Charges aqainst John Gamble in prosecutor race still up for trial
LISBON — Last fall’s election may be long in the rearview mirror, but the four complicity charges against county prosecutor candidate John Gamble remain pending — those involving whether classified police officers legally participated in a photo with Gamble on the courthouse steps on Gamble’s political Facebook page.
Attorneys defending Gamble and the prosecutor argued a motion to dismiss the four counts on complicity to violate Ohio’s Little Hatch Act, in County Municipal Court Friday in front of visiting Judge David Stucki. The judge took the matter under advisement and as of Sunday morning, the matter remains set for trial on Wednesday.
The charges are misdemeanors and carry a maximum possible sentence of six months in the county jail on each count and $500 fine.
John Juhasz, one of the two attorneys representing Gamble, argued that the interpretation of the Little Hatch Act is unconstitutional not on its face, but as it is proposed to be applied in this case. Additionally, he said Gamble is being accused of acting in complicity with them, for encouraging them to violate the law. As an assistant prosecutor, Gamble was an unclassified civil servant.
“Specially, this does not apply to him,” Juhasz said. He continued to argue the state needs to be prove Gamble can even be prosecuted under the Little Hatch Act.
Juhasz contended he is not sure there is evidence of a crime and he believes what the officers did falls within what is allowed within the rules. For instance, a police chief can put a sticker on his car or a sign in his yard, said Juhasz, arguing for the rights of the police officers to express their personal opinions without it being part of their job.
“So, if these police chiefs got together and said, ‘Based on my experience this guy will do a good job for the citizens of Columbiana County,’ I don’t think that meets any of the prescriptions here (that would make it a crime),” Juhasz said.
Special Prosecutor Dan Kasaris argued there is nothing that specifically grants immunity to the defendant and parts of the Little Hatch Act do apply, including the part that says, “nor shall any person solicit directly or indirectly, orally or by letter, or be in any manner concerned in soliciting any substance, contribution or payment from any officer or employee in classified service.” Kasaris argued the state statute prohibits any person, classified or unclassified from violating the provisions of the act.
Additionally, Kasaris said what the officers did was a violation of the Little Hatch Act, which prohibits members of the classified service taking part in partisan politics. Kasaris said that participation is exactly what is happened when these officers endorsed a candidate in the prosecutor’s race in a photo on Facebook.
Gamble’s other defense attorney, Ron Yarwood, argued that the constitutional right to free political speech cannot be curtailed by a state statute. Additionally, he said the prosecutor has to prove there was some type of contribution “in kind” and he does not believe the photograph on the steps of the courthouse could be considered a contribution, like a monetary donation would.

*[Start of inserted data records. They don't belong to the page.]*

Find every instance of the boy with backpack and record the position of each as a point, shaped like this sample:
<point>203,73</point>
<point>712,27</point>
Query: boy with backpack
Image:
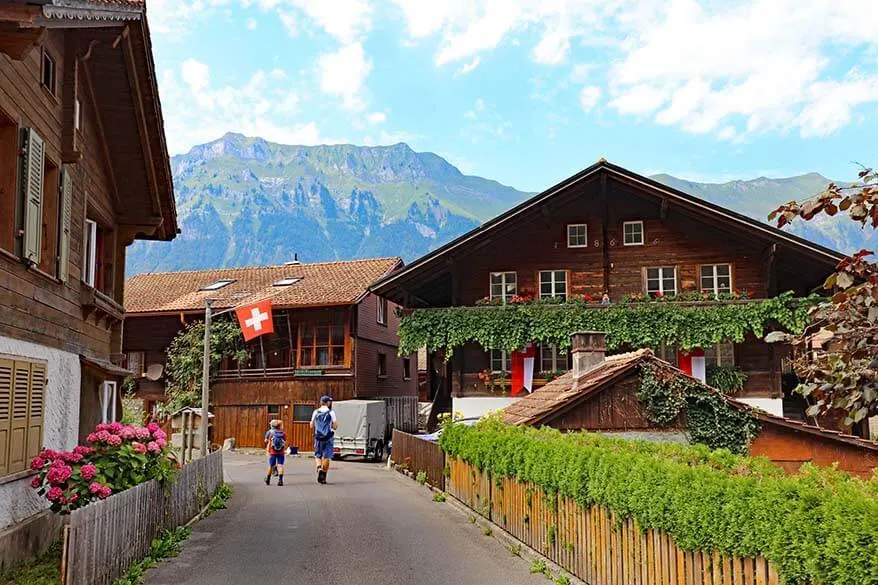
<point>324,423</point>
<point>277,442</point>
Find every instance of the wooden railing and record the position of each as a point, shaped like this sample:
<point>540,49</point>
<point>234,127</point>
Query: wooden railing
<point>103,539</point>
<point>418,455</point>
<point>593,543</point>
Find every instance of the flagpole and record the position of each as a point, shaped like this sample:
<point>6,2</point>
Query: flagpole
<point>205,381</point>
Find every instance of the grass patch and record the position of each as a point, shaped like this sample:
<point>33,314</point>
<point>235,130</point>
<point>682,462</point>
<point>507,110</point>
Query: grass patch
<point>43,570</point>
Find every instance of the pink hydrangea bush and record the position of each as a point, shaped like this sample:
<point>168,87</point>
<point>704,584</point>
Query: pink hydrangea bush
<point>116,458</point>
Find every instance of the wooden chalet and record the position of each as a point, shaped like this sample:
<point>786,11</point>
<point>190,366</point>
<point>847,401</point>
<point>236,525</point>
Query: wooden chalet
<point>84,171</point>
<point>331,337</point>
<point>600,394</point>
<point>607,230</point>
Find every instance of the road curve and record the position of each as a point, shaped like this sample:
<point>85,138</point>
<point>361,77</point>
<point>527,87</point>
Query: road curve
<point>369,526</point>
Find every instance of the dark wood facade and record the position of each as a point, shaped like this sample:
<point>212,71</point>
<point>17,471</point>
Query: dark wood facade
<point>79,111</point>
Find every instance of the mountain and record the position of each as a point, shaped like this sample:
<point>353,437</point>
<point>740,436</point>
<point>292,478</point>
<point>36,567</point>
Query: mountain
<point>246,201</point>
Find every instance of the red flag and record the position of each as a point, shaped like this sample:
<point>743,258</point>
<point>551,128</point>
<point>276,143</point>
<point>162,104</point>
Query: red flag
<point>255,319</point>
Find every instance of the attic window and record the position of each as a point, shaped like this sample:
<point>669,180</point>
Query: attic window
<point>218,284</point>
<point>287,281</point>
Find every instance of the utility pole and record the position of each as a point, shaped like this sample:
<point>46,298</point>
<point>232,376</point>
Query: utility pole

Additionally, Yarwood argued that by limiting these police officers from expressing their political opinion it would deny the rights of other electors to hear the police officer’s educated opinions.
Stucki questioned if the two defense attorneys really expected a municipal court judge to rule on the constitutionality of Ohio’s Little Hatch Act. Both men agreed with him they were only asking for him to rule as it pertained to Gamble’s case.
The other argument before Stucki on Friday involved the calling as witnesses of a long list of 30 or more people, many of whom were in the photograph. Kasaris said he only intends to call some of the people in the photograph and question them regarding the photograph, not about any knowledge any of them have of any other accusations involving the election which are irrelevant.
Additionally, Kasaris said he was willing to offer immunity to the officers to allow them to testify about the alleged complicity.
Although the trial is scheduled for Wednesday, Yarwood pointed out Gamble also has another hearing in domestic court scheduled for the same day. Gamble said this trial was scheduled first. In domestic court, among matters being argued, Gamble’s ex-wife is seeking the $96,000 Gamble reportedly received from the county in unused vacation and sick time when he retired from his role of Chief Assistant County Prosecutor following the election of his opponent, now County Prosecutor Vito Abruzzino.